El dolor y la consternación marcaron el ambiente entre familiares, amigos y comunitarios del sector Cristo Rey, tras el asesinato del taxista y comerciante Martin Vargas, ocurrido el pasado miércoles en el Distrito Nacional. Vargas, de 44 años, fue ultimado de tres disparos por desconocidos que intentaron asaltarlo mientras se disponía a cerrar una de las bancas de su propiedad. El hecho ha generado una profunda indignación entre los residentes, quienes denuncian el avance imparable de la delincuencia.

Durante el sepelio, realizado este sábado en el Cementerio de Cristo Rey, los parientes expresaron su desesperación y exigieron mayor presencia de las autoridades. Vecinos señalaron que la inseguridad se ha convertido en parte de la vida cotidiana, obligando a muchas familias a encerrarse en sus hogares por temor. Para algunos residentes, el asesinato de Vargas representa el reflejo de una realidad que golpea sin distinción y que mantiene a la población viviendo bajo constante zozobra.

Las autoridades informaron que la noche siguiente al crimen fue abatido un adolescente de 17 años, conocido como “Tuliles”, quien habría participado en el asalto y presuntamente pertenecía a una banda delictiva que opera en la zona.

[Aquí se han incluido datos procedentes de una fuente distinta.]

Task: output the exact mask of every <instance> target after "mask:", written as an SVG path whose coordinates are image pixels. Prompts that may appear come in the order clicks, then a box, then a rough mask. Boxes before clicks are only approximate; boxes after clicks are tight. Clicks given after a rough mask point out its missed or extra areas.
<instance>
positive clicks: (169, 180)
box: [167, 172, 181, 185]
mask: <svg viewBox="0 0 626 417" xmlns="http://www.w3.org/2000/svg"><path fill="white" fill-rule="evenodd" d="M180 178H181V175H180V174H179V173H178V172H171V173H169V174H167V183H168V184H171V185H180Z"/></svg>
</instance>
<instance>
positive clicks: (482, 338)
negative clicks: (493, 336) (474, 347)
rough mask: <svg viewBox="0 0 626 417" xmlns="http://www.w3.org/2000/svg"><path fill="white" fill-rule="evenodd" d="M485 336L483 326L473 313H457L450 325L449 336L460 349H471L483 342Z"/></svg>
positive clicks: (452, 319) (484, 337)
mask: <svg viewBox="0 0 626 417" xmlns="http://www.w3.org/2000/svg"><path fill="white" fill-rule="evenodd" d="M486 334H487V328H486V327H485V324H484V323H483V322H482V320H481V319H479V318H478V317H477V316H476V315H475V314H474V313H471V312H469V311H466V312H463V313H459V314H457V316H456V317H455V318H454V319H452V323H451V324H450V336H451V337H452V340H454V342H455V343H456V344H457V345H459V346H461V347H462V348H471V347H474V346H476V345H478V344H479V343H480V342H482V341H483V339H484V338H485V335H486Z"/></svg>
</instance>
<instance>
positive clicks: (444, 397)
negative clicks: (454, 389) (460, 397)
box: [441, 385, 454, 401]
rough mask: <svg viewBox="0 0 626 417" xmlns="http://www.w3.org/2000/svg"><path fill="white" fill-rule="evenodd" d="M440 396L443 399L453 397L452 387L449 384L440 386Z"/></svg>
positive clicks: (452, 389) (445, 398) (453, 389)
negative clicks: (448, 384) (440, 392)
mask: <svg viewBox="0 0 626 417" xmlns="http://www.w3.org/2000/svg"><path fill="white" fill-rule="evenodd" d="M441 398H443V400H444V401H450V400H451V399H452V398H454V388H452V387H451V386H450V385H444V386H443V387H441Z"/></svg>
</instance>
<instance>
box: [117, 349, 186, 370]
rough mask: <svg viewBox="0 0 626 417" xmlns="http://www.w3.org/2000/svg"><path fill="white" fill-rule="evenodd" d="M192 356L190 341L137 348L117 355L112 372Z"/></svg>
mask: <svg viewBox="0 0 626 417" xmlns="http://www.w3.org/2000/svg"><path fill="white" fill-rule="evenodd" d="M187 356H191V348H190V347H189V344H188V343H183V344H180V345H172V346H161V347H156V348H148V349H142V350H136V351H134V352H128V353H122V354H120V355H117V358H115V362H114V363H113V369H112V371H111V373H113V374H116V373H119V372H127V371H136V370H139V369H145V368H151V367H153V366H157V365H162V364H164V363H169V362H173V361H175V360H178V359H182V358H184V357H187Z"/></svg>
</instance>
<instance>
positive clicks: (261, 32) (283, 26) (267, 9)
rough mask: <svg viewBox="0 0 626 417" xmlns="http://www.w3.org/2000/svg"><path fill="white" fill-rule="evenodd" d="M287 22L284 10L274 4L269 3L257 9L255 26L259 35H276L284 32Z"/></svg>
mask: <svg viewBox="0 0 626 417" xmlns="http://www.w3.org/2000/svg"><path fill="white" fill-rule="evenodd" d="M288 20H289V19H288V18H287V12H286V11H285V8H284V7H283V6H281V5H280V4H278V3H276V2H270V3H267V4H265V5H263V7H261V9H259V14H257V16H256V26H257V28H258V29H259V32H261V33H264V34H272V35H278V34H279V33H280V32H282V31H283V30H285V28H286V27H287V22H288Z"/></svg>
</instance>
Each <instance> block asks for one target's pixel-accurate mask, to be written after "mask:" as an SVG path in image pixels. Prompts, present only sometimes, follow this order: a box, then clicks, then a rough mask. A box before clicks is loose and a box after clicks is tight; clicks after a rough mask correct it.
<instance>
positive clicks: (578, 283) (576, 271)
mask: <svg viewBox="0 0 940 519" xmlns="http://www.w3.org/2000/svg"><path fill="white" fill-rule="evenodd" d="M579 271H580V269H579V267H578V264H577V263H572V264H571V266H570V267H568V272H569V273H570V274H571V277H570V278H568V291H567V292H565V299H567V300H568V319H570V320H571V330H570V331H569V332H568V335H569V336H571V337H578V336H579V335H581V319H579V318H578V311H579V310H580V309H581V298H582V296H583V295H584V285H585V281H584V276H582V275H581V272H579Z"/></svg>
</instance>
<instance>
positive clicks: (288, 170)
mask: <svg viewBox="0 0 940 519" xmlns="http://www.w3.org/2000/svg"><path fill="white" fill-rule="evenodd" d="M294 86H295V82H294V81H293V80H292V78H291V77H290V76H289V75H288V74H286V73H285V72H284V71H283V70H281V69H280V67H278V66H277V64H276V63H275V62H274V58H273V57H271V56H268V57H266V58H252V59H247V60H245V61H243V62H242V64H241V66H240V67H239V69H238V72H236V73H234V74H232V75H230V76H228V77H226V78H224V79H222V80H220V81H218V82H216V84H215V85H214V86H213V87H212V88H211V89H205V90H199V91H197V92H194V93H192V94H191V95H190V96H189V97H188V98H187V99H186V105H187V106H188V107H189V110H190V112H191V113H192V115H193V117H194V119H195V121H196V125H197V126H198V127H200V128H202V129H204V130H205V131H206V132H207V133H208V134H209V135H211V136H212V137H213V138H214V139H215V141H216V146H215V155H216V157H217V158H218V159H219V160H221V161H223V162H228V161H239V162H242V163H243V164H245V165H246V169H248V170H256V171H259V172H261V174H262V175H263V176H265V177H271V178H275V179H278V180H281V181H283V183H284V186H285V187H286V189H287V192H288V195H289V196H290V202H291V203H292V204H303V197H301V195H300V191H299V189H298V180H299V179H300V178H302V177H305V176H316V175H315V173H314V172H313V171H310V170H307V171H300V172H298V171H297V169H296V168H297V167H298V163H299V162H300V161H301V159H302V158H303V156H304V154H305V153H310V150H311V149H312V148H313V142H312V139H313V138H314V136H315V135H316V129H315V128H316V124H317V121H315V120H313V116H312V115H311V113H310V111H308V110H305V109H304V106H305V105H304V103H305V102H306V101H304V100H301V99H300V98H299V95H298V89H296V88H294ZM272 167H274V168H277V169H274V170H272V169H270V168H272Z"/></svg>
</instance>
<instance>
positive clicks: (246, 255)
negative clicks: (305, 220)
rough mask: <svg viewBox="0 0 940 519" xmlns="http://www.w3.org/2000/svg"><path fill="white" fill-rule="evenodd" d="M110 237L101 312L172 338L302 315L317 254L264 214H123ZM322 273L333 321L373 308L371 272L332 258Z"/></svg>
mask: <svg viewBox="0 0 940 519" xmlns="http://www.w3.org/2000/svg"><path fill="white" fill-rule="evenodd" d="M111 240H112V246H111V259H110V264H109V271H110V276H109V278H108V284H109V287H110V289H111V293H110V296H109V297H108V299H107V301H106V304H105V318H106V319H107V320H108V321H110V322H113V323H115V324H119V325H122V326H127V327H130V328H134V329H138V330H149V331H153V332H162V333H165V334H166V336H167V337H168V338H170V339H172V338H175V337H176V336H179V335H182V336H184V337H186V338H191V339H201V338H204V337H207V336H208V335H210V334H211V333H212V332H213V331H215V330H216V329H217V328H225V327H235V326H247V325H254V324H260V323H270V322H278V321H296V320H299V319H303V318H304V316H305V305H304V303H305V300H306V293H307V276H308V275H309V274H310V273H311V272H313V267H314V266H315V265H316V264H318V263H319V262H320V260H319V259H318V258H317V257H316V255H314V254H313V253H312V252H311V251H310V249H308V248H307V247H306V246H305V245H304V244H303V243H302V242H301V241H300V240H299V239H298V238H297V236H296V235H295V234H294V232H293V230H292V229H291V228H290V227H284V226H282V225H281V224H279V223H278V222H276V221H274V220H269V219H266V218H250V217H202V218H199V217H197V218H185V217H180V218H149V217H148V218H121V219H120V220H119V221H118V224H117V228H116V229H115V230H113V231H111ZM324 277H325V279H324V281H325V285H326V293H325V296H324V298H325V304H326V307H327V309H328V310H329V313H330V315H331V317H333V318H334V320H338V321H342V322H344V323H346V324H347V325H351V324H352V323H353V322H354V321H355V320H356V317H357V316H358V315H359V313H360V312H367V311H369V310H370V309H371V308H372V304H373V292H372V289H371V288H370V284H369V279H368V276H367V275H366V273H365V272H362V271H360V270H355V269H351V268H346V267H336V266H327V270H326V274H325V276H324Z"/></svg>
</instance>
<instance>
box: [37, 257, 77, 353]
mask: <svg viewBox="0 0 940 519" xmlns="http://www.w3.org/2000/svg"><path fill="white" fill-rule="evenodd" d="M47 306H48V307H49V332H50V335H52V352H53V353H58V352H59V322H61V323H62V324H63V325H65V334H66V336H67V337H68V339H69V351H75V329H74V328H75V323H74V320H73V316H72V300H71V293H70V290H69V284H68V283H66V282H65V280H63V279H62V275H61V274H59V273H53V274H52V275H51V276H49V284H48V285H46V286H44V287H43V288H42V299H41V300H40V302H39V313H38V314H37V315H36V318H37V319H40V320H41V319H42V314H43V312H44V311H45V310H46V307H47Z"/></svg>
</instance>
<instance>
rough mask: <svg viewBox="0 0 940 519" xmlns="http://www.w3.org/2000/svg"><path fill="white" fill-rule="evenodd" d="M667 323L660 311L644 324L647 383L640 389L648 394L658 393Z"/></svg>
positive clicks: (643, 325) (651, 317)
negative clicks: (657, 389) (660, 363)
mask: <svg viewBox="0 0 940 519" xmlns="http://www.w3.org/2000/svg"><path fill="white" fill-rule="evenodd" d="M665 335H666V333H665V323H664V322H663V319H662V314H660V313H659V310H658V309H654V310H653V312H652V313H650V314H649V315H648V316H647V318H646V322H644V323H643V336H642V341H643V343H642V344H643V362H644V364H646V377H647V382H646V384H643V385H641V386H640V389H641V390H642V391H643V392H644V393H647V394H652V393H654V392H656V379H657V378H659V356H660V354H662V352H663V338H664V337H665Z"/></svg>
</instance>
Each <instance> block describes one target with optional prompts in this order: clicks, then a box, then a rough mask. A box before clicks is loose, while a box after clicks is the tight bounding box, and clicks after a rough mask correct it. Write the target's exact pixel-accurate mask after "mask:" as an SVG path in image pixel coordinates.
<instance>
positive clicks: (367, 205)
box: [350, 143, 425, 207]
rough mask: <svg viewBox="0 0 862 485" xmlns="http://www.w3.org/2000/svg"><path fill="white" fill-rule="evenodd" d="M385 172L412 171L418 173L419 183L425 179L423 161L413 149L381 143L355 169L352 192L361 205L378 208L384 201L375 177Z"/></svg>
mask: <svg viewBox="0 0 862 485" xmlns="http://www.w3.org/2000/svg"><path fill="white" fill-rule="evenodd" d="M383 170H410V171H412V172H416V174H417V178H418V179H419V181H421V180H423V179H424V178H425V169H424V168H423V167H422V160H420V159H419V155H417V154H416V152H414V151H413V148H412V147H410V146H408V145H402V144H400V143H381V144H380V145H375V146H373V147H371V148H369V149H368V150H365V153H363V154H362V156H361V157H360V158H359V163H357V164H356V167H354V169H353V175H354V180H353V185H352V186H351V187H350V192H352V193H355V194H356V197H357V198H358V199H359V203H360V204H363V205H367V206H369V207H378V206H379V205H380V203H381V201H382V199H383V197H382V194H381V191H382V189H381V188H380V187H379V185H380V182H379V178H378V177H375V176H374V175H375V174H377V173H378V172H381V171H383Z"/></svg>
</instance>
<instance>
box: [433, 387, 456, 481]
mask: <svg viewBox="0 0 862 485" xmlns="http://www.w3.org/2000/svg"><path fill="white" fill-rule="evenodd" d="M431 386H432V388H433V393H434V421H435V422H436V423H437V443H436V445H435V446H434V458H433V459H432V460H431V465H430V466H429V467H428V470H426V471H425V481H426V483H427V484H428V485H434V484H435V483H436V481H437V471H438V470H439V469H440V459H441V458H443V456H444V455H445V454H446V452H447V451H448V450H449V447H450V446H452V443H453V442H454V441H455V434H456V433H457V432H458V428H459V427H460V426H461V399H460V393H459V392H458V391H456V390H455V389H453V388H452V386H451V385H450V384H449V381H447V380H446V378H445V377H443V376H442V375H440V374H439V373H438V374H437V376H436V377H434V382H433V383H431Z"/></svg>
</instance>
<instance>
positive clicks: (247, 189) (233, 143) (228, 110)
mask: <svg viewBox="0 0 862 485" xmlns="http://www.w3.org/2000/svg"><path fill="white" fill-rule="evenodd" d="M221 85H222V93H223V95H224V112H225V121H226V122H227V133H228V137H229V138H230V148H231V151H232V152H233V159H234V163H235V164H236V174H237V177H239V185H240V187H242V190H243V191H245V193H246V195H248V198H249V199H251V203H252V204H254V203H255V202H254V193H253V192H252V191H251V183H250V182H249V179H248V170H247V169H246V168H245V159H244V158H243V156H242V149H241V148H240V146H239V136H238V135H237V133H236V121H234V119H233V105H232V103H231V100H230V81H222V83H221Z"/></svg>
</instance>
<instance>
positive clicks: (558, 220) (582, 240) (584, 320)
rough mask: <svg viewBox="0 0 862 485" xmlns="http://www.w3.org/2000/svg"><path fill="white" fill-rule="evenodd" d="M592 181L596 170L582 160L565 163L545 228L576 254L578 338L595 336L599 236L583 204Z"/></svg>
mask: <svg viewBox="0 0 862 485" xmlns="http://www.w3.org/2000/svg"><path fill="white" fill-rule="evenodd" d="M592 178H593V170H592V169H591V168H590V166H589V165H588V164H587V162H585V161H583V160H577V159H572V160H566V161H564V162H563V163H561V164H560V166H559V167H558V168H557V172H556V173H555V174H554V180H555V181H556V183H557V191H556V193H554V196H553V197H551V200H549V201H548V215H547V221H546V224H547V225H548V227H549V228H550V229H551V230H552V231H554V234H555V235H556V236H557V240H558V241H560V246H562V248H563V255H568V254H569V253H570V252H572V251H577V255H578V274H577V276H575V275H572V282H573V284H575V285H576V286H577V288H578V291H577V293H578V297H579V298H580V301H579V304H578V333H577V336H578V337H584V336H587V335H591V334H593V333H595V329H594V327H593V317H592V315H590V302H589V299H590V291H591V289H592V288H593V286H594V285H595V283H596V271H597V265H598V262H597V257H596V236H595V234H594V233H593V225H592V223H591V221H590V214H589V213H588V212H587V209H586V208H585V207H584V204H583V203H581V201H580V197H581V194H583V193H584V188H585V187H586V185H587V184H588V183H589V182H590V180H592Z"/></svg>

El joven murió durante un supuesto intercambio de disparos con agentes policiales. Sin embargo, el hecho no ha logrado devolver la tranquilidad a la comunidad, que continúa reclamando soluciones efectivas y sostenidas contra la criminalidad. El caso de Martin Vargas se suma a una lista creciente de víctimas, reavivando el debate nacional sobre la seguridad ciudadana y la urgencia de políticas más firmes para proteger la vida de los dominicanos.